The life of one for the lives of many. Such a basic understanding of value, regardless of what the subject in question was. For so long, her blood was the only reason for fighting, the only thing that dragged her from the cold, dead shores of Valhalla to the cold, dead shrine of the goddess.
Empty. Everything they had ever been fed was just lies and deceit.
Serah was gone now—whether or not she lived on as a part of time or had been erased entirely as a paradox effect, the combatant was unsure. Knuckles turned white against the handlebar, the reverberant humming lulling her back to the now, heel skidding against the pavement as the vehicle was angled to a halt.
Father and son had unconditionally held out for each other, doing what they could for others along the way. Sisters of Pulse overcame their lies in order to save themselves and countless lives. The orphaned boy turned away from revenge and instead rebuilt his home anew. The Hero never once let doubt grip his determination—something that earned a smirk from the former sergeant even now as she deftly dismounted the bike, aviators removed from the bridge of her nose whilst she began her trek onwards.
She had always fought solely for her selfish wants, crystal hues swimming amidst the fiery resolve flickering between rows of sable feathers. A pause, the wind teasing with her cascade of locks piled unceremoniously at the left of her nape in taunt. The liberator smirked in rebuttal, fringe of her trademark mane blotting out the windows to her true intent.
Now? Now she fought for everyone.
The rain pounded heavily against the calm city streets, it’s dwellers ignorant to the untimely apocalypse looming ever nearer. Knuckles grew ivory beneath ebony coverings, the heavy sigh escaping a tight chest carried by the winds that tangled a tumbling cascade of rose tinted locks while sapphire ringed optics narrowed in the assault of the weather’s tears splashing across her pallid visage, effectively stirring memories of previously expressed emotions.

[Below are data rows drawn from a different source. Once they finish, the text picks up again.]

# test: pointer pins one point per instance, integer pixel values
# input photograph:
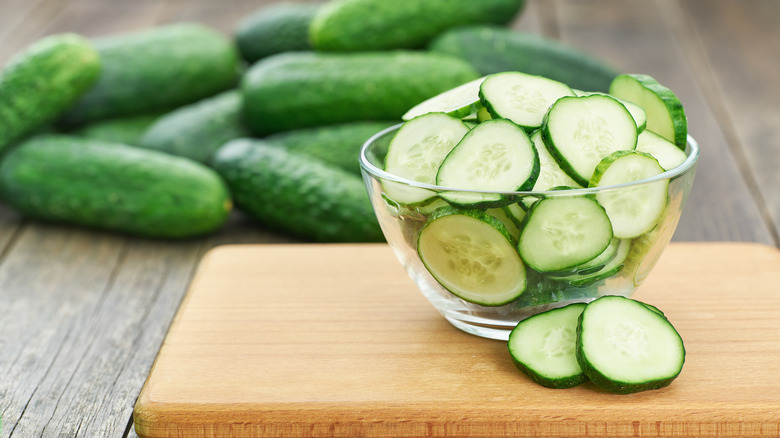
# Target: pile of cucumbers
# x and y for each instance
(162, 133)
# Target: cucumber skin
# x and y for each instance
(276, 28)
(603, 381)
(156, 70)
(296, 193)
(197, 130)
(115, 187)
(365, 25)
(42, 81)
(305, 89)
(338, 145)
(493, 49)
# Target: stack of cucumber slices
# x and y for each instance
(474, 147)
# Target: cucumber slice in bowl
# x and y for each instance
(416, 152)
(471, 254)
(665, 113)
(495, 156)
(624, 346)
(543, 347)
(634, 210)
(562, 232)
(461, 101)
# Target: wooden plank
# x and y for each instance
(740, 65)
(336, 341)
(635, 36)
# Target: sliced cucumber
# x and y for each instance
(520, 97)
(625, 346)
(580, 131)
(667, 153)
(543, 347)
(665, 114)
(495, 156)
(634, 210)
(460, 102)
(637, 112)
(416, 152)
(563, 232)
(471, 254)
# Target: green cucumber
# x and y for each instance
(580, 131)
(495, 156)
(338, 144)
(296, 193)
(635, 210)
(625, 346)
(372, 25)
(304, 89)
(665, 113)
(562, 232)
(543, 347)
(197, 130)
(275, 28)
(471, 254)
(114, 187)
(494, 49)
(43, 80)
(156, 70)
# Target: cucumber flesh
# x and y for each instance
(471, 254)
(625, 346)
(543, 347)
(635, 210)
(461, 101)
(580, 131)
(520, 97)
(495, 156)
(563, 232)
(416, 152)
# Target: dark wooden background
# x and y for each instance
(83, 313)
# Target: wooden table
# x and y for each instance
(83, 313)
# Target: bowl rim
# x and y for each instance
(692, 153)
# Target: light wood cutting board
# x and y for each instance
(334, 340)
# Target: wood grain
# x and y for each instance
(336, 341)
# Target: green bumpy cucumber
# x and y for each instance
(364, 25)
(277, 28)
(42, 81)
(197, 130)
(296, 193)
(338, 145)
(305, 89)
(493, 49)
(73, 180)
(156, 70)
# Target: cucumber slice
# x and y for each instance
(637, 112)
(635, 210)
(624, 346)
(461, 101)
(665, 113)
(563, 232)
(580, 131)
(416, 152)
(495, 156)
(667, 153)
(520, 97)
(543, 347)
(471, 254)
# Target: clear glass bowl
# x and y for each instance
(402, 224)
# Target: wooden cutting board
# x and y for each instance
(334, 340)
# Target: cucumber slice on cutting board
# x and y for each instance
(543, 347)
(625, 346)
(472, 255)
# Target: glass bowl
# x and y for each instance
(629, 265)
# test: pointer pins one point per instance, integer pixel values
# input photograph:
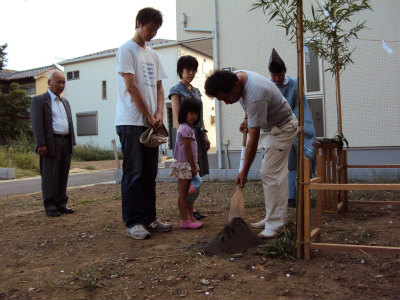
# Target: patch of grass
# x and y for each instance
(283, 246)
(90, 277)
(92, 152)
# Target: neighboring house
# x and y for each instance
(33, 81)
(370, 87)
(91, 89)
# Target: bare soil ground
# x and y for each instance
(87, 255)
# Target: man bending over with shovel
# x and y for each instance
(270, 121)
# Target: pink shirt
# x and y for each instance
(185, 131)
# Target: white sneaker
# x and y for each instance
(267, 234)
(258, 225)
(138, 232)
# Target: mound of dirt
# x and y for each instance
(235, 237)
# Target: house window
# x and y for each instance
(30, 90)
(212, 120)
(104, 89)
(87, 123)
(314, 91)
(72, 75)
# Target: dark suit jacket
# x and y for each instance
(42, 122)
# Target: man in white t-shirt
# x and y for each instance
(268, 119)
(139, 106)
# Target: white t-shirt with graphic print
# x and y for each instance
(145, 64)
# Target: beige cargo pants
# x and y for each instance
(276, 146)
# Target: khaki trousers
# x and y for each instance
(276, 146)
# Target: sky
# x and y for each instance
(43, 32)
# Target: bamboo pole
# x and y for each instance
(307, 208)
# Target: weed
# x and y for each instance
(90, 278)
(284, 245)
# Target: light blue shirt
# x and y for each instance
(59, 115)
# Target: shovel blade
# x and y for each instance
(236, 209)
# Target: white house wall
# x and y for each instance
(85, 94)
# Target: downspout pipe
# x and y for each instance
(214, 33)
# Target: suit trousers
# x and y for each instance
(138, 185)
(276, 145)
(54, 171)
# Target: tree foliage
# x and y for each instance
(3, 54)
(331, 31)
(329, 26)
(14, 113)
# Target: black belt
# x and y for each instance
(61, 135)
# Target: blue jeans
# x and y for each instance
(138, 185)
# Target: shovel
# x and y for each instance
(236, 209)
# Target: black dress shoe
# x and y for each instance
(52, 213)
(66, 210)
(292, 202)
(198, 215)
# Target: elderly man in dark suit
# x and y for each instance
(53, 129)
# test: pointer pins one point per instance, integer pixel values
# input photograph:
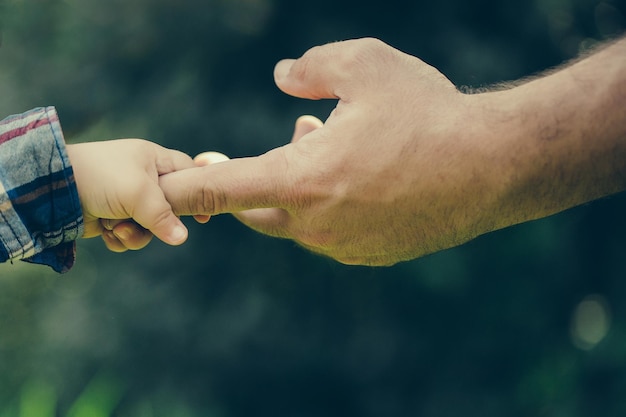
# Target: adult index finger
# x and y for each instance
(230, 186)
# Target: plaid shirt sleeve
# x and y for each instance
(40, 212)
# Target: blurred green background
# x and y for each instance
(527, 321)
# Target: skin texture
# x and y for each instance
(407, 165)
(118, 187)
(404, 166)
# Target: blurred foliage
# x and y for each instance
(236, 324)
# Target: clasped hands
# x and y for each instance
(405, 165)
(381, 181)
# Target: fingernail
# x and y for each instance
(178, 235)
(122, 233)
(281, 70)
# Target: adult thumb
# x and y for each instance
(335, 70)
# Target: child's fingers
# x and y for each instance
(153, 212)
(112, 242)
(132, 235)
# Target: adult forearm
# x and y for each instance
(563, 136)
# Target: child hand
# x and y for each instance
(119, 180)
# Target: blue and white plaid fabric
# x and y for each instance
(40, 213)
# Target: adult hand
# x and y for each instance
(394, 173)
(117, 183)
(407, 165)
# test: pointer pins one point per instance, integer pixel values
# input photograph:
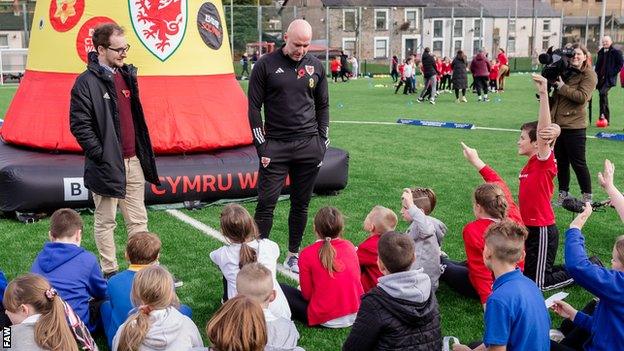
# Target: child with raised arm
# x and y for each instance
(515, 315)
(427, 232)
(378, 221)
(606, 325)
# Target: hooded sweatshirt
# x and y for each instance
(169, 330)
(401, 313)
(75, 273)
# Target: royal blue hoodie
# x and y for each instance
(75, 273)
(607, 323)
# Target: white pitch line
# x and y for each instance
(400, 124)
(215, 234)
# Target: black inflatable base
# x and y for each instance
(33, 181)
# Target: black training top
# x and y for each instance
(294, 95)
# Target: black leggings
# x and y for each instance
(455, 275)
(457, 93)
(570, 150)
(298, 305)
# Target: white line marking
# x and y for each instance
(400, 124)
(215, 234)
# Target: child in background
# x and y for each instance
(401, 313)
(330, 276)
(427, 232)
(73, 271)
(237, 326)
(142, 251)
(256, 282)
(40, 317)
(241, 231)
(494, 75)
(156, 323)
(515, 315)
(378, 221)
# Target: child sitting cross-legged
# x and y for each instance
(73, 271)
(515, 315)
(142, 251)
(256, 282)
(378, 221)
(401, 313)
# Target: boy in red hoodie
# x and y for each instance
(379, 221)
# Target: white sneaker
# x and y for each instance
(292, 263)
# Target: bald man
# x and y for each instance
(292, 140)
(608, 66)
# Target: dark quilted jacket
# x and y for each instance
(387, 323)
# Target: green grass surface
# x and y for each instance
(383, 160)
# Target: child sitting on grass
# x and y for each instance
(379, 220)
(401, 313)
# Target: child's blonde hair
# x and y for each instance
(239, 325)
(382, 219)
(239, 227)
(492, 199)
(256, 281)
(152, 289)
(51, 330)
(329, 224)
(425, 199)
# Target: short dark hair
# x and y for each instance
(396, 251)
(143, 248)
(531, 129)
(64, 223)
(506, 240)
(103, 32)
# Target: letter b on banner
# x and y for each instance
(75, 190)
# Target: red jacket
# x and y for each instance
(330, 297)
(367, 255)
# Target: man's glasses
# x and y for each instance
(120, 50)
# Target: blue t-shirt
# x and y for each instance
(515, 314)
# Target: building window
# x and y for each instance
(457, 46)
(458, 28)
(348, 20)
(476, 46)
(381, 47)
(381, 19)
(511, 45)
(546, 27)
(4, 40)
(411, 16)
(545, 43)
(477, 28)
(348, 45)
(437, 28)
(437, 47)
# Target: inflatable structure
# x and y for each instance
(196, 111)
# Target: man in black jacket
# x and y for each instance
(608, 65)
(294, 136)
(106, 117)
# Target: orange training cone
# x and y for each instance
(190, 96)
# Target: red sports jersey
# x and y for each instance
(367, 255)
(330, 297)
(536, 191)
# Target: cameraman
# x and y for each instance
(568, 110)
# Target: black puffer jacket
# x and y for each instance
(387, 323)
(94, 121)
(428, 63)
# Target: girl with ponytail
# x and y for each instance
(329, 276)
(240, 230)
(38, 315)
(156, 323)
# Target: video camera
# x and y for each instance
(556, 63)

The whistling in her ears grew dim as her attention was diverted to the horizon, blade heavy in her grip once feet made their way one in front of another. It was useless to prolong this delay, to try and stave off the inevitable showdown. The world, the future, the people she loved—they deserved a fighting chance. She was but one life, after all; the choice was as obvious as the fiery glow of the rising sun lit anew the determination in the warrior’s eyes.
The battle had yet to begin, but the war had long since conquered her soul.